Nama bosses and Noonan face quiz on rumours of staff breaking agency rules
NAMA chiefs Brendan McDonagh and Frank Daly and Finance Minister Michael Noonan are to be called upon to address persistent speculation that a number of the toxic loan agency's employees are now subject to disciplinary action arising from breaches of its code of conduct.
Fianna Fail finance spokesman Michael McGrath has said he intends to raise the matter with Mr Noonan directly this week, and with Nama's bosses when they come before the Dail's Finance Committee.
Speaking to the Sunday Independent, Mr McGrath said the refusal by Nama to address widespread rumours that a number of its officials have been subjected to disciplinary action on the basis that the Data Protection Act precluded it from doing so merely "adds fuel to the fire".
He said: "Rumours have been circulating for some time about disciplinary action being taken by Nama against members of its staff and I sought information from the Finance Minister to establish if there was any truth to that.
"The purpose of my question was not to identify any of the individuals, but it was to find out whether or not the agency, which is managing over €74bn worth of loans, has taken any action against employees given what we know has emerged from the Enda Farrell story.
"It is a very reasonable question to ask Nama. it simply isn't good enough that they have stonewalled and hid behind data protection. They could have given the information without compromising the identities of individuals."
Referring to the action he intends to take on the matter, Mr McGrath added: "I will be raising this with the Finance Minister, asking him to clarify if any disciplinary action is being taken or has been taken.

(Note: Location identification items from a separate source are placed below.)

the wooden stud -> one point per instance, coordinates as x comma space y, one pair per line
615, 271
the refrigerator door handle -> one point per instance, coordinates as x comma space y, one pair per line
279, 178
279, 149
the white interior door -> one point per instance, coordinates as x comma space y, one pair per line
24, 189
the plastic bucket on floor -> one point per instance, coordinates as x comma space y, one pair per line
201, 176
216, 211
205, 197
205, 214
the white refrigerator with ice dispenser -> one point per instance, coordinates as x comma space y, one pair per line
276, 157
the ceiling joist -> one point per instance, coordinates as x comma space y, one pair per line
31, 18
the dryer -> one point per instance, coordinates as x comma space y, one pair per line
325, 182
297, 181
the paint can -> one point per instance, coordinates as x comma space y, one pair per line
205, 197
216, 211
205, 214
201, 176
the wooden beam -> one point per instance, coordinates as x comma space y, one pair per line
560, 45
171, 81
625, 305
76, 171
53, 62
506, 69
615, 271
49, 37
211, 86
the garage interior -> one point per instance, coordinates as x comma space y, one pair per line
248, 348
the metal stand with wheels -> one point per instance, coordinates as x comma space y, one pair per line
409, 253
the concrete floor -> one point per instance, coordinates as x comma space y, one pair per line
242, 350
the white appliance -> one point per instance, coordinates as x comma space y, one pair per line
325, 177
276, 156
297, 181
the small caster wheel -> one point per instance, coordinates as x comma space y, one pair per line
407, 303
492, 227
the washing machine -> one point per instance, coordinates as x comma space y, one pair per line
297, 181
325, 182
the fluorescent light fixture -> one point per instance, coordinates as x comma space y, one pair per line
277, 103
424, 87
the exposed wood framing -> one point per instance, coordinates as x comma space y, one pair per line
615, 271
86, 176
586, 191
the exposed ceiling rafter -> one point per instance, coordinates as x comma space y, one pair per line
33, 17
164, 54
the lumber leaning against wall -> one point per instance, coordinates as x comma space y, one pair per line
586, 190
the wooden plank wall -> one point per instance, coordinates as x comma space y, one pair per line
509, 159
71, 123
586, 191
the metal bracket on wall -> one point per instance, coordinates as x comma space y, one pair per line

The rumours aren't going away and the evasive response from Nama simply adds fuel to the fire."
Contacted by the Sunday Independent, a spokesman for Nama referred to the response the Finance Minister had given Mr McGrath in his parliamentary question, in which he said: "In keeping with their obligations to their staff, including obligations under the Data Protection Acts, NTMA has been legally advised not to comment publicly on disciplinary matters."